We have identified blood pretreatment epigenetic prognostic biomarkers associated with favorable survival of patients with resected disease treated with AGI-101H in the adjuvant setting. It is possible that these markers reflect status of the host immune system. We are currently studying the role and mechanisms of action of these biomarkers in mounting of the anti-melanoma immune response, before we publish the results.

The main limitation of the analyzed studies is that they are single arm trials conducted in a single institution, which may make them vulerable to selection bias. Also, in case of recurrence, the decision on the use of re-induction and/or surgery was not based on randomization, but left to the investigator.

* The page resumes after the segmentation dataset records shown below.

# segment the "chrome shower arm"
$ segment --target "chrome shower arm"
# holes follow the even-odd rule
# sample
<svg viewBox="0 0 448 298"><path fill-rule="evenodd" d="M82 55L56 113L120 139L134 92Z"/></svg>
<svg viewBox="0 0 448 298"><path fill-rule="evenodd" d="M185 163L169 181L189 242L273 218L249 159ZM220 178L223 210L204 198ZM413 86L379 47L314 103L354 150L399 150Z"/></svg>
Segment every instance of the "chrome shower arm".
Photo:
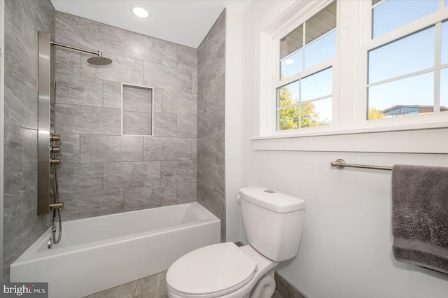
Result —
<svg viewBox="0 0 448 298"><path fill-rule="evenodd" d="M55 41L51 41L51 45L56 45L57 47L65 48L70 50L78 50L80 52L88 52L89 54L96 55L98 57L101 57L101 51L100 50L92 50L83 49L82 48L74 47L73 45L64 45L64 43L57 43Z"/></svg>

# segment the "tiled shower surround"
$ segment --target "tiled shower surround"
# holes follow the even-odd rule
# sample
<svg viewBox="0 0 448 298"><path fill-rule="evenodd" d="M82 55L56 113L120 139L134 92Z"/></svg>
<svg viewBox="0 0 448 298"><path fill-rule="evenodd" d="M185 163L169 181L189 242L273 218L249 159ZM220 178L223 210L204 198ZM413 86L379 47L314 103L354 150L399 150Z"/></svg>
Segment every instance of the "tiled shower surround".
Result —
<svg viewBox="0 0 448 298"><path fill-rule="evenodd" d="M197 48L197 201L221 220L225 241L225 10Z"/></svg>
<svg viewBox="0 0 448 298"><path fill-rule="evenodd" d="M63 220L195 201L199 189L224 222L224 13L201 45L198 106L197 50L55 12L49 0L7 0L5 8L5 281L51 220L36 215L39 30L113 61L92 66L89 55L53 48ZM154 88L153 136L120 135L122 83Z"/></svg>
<svg viewBox="0 0 448 298"><path fill-rule="evenodd" d="M49 0L5 1L4 281L10 264L49 226L36 211L39 30L55 31Z"/></svg>
<svg viewBox="0 0 448 298"><path fill-rule="evenodd" d="M56 49L63 218L196 201L197 50L60 12L55 40L113 60ZM122 83L154 88L154 136L120 135Z"/></svg>

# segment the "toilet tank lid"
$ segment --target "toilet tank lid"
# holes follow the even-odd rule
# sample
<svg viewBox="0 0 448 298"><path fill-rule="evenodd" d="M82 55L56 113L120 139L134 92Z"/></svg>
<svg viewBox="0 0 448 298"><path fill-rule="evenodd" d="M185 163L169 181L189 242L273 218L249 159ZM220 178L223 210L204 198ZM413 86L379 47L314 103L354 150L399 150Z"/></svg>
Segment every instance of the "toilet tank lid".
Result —
<svg viewBox="0 0 448 298"><path fill-rule="evenodd" d="M305 208L305 201L302 199L259 186L241 188L238 194L246 201L279 213Z"/></svg>

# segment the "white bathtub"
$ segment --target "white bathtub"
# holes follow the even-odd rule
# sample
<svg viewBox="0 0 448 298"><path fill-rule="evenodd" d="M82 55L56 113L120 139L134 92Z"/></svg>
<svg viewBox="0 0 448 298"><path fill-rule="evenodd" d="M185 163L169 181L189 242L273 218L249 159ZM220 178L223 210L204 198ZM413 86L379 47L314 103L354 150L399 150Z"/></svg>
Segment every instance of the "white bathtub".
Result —
<svg viewBox="0 0 448 298"><path fill-rule="evenodd" d="M10 281L48 282L50 297L78 298L165 271L219 243L220 231L196 202L70 220L61 242L48 248L49 229L11 264Z"/></svg>

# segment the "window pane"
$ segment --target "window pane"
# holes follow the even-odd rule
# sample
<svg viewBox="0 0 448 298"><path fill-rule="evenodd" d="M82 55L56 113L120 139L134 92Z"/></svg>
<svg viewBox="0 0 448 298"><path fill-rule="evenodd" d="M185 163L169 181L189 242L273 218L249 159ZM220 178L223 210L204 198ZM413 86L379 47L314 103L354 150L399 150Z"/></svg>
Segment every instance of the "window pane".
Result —
<svg viewBox="0 0 448 298"><path fill-rule="evenodd" d="M280 62L280 80L288 78L303 70L303 50L293 54Z"/></svg>
<svg viewBox="0 0 448 298"><path fill-rule="evenodd" d="M299 128L299 108L293 106L277 111L279 130Z"/></svg>
<svg viewBox="0 0 448 298"><path fill-rule="evenodd" d="M448 69L440 71L440 112L448 111Z"/></svg>
<svg viewBox="0 0 448 298"><path fill-rule="evenodd" d="M300 127L312 127L331 124L332 99L328 98L300 104Z"/></svg>
<svg viewBox="0 0 448 298"><path fill-rule="evenodd" d="M299 102L299 81L277 88L277 108Z"/></svg>
<svg viewBox="0 0 448 298"><path fill-rule="evenodd" d="M331 95L332 78L332 69L329 68L303 78L300 100L304 101Z"/></svg>
<svg viewBox="0 0 448 298"><path fill-rule="evenodd" d="M305 44L336 28L336 1L308 20L305 24Z"/></svg>
<svg viewBox="0 0 448 298"><path fill-rule="evenodd" d="M333 31L305 48L305 69L336 55L336 31Z"/></svg>
<svg viewBox="0 0 448 298"><path fill-rule="evenodd" d="M368 88L368 120L432 113L434 73Z"/></svg>
<svg viewBox="0 0 448 298"><path fill-rule="evenodd" d="M280 59L300 49L302 45L303 24L301 24L280 40Z"/></svg>
<svg viewBox="0 0 448 298"><path fill-rule="evenodd" d="M373 9L373 38L438 9L438 0L388 0Z"/></svg>
<svg viewBox="0 0 448 298"><path fill-rule="evenodd" d="M442 64L446 63L448 63L448 22L442 23Z"/></svg>
<svg viewBox="0 0 448 298"><path fill-rule="evenodd" d="M430 27L369 52L369 83L434 66L435 29Z"/></svg>

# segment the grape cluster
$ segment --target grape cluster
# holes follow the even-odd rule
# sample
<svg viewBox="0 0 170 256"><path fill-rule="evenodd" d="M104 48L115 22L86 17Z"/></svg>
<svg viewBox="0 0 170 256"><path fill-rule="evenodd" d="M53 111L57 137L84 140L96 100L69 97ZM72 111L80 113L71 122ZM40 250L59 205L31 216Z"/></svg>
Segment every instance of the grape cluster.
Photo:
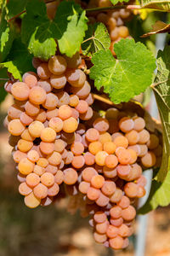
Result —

However, the reported findings based on the two studies are very important for designing future immunotherapy trials, involving blockade of immune-check point synapses, as well as trials combining the blockade with cancer vaccines. Treatment beyond recurrence/progression with intensified vaccine dosing (re-induction) and/or surgery may overcome resistance to the treatment, translating into patients benefit. Future immunotherapy (anti-PD1/PD-L1 + cellular cancer vaccines) trial designs in the adjuvant setting should include an option of complete resection of recurring disease combined with treatment continuation with intensified dosing of the vaccines and anti-PD1/PD-L1 continuation. While patients with inoperable recurrence should receive vaccine re-induction combined with anti-PD1/PD-L1 therapy continuation or they should be offered a change of therapy regimen especially if a reasonable further treatment options exist. Furthermore, the vaccination treatment period should not be limited (eg. to one year) in patients treated in the adjuvant setting, especially in those without significant treatment related adverse events. In these patients continuation of vaccination till clinical benefit is observed should be applied. However, the economic aspect of adjuvant treatment elongation might pose a challenge.